EUOBSERVER / BRUSSELS – Non-EU members Norway, Iceland and Liechtenstein are set to renew a five-year funding scheme of over €1 billion for energy, social and democracy projects in the bloc's poorest member states.

"We have made good progress and we hope to finalize the negotiations before the summer break," Rune Bjastad, spokesman for the Norwegian mission to the EU told this website.

Norway is the leading negotiator with the European Commission, with Oslo funding 97 percent of the current €1.3 billion allocated to EU's 12 most recent members, as well as Greece, Portugal and Spain.

In parallel to the renewal of the funding scheme, which ended in April, Oslo is also negotiating bigger export quotas for its fish products onto the EU market.

"We've had a tough but constructive dialogue with the commission on several matters, and we hope to see a conclusion very soon," Mr Bjastad added.

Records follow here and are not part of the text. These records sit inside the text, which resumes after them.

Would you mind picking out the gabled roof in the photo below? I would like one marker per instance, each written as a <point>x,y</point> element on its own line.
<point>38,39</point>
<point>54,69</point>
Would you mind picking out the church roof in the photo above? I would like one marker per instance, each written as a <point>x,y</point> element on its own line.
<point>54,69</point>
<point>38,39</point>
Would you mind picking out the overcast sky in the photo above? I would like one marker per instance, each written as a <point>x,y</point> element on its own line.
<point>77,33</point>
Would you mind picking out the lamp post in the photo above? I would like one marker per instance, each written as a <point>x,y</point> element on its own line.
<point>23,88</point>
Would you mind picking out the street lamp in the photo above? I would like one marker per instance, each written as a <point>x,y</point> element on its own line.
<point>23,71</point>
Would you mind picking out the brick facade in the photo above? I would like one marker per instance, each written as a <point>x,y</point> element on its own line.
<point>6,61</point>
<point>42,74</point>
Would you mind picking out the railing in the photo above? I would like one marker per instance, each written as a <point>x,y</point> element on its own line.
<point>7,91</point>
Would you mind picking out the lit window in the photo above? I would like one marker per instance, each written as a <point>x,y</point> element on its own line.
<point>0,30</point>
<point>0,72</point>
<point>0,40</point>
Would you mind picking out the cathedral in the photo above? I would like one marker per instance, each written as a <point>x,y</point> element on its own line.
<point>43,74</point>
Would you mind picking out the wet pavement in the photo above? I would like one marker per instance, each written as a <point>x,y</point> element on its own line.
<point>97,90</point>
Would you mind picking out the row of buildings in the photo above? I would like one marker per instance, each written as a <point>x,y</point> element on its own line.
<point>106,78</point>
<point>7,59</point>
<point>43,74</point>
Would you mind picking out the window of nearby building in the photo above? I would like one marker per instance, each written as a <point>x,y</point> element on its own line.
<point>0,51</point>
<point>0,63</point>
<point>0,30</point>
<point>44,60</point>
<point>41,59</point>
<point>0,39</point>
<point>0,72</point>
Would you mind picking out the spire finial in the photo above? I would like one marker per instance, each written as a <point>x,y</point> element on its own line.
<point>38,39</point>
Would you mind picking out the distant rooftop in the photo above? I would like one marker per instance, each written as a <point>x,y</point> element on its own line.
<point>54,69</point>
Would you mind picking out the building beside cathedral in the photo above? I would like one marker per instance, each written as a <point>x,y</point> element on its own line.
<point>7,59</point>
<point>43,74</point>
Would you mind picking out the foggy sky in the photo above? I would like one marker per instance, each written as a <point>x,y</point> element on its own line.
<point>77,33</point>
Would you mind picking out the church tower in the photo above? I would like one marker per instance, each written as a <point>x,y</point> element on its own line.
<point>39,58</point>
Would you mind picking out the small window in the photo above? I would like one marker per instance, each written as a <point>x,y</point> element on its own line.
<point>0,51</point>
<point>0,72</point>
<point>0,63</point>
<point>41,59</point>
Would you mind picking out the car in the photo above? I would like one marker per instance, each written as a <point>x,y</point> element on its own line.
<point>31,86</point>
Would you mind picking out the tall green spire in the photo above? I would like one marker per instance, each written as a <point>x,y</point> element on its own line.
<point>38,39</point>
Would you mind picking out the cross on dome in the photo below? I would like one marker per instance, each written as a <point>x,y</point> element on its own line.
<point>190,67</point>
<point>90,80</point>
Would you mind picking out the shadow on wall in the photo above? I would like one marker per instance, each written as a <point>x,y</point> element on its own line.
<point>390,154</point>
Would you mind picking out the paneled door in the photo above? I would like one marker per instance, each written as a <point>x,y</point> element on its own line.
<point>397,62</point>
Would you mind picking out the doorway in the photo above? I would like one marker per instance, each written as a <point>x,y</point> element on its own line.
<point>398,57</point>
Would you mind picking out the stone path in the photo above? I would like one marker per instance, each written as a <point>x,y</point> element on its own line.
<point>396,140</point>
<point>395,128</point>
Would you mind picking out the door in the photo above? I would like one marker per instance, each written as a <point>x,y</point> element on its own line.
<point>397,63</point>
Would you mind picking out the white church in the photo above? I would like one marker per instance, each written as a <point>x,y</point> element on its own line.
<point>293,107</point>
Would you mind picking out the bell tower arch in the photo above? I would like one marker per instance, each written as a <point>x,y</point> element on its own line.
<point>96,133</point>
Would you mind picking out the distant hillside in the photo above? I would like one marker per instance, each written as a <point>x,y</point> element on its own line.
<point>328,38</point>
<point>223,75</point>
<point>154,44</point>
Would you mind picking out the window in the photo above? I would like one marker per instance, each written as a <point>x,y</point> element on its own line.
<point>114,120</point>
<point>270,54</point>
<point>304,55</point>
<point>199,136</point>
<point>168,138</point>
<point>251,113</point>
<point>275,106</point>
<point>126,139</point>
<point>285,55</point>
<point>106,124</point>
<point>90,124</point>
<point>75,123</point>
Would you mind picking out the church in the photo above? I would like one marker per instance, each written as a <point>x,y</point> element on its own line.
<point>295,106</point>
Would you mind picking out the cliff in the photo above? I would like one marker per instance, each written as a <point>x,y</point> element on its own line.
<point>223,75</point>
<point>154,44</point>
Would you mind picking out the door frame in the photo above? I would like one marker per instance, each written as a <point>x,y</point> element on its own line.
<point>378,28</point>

The funding is likely to increase, but the exact amount is still being negotiated. A commission spokeswoman declined to comment until the ongoing negotiations were finalised.

Norway had attempted to remove Greece, Portugal and Spain fromthe next funding scheme, and reallocate the money to the poorer newcomers. But so long as the three states are still receiving EU money for some of their poorer regions to catch up with the rest of the bloc's economies, Norway was unable to completely scrap them from the scheme.

Oslo already made a move in this direction in 2004, when it increased its contribution almost tenfold, but put half of the money in a separate fund, the co-called Norway Grants, which excluded Spain, Greece and Portugal.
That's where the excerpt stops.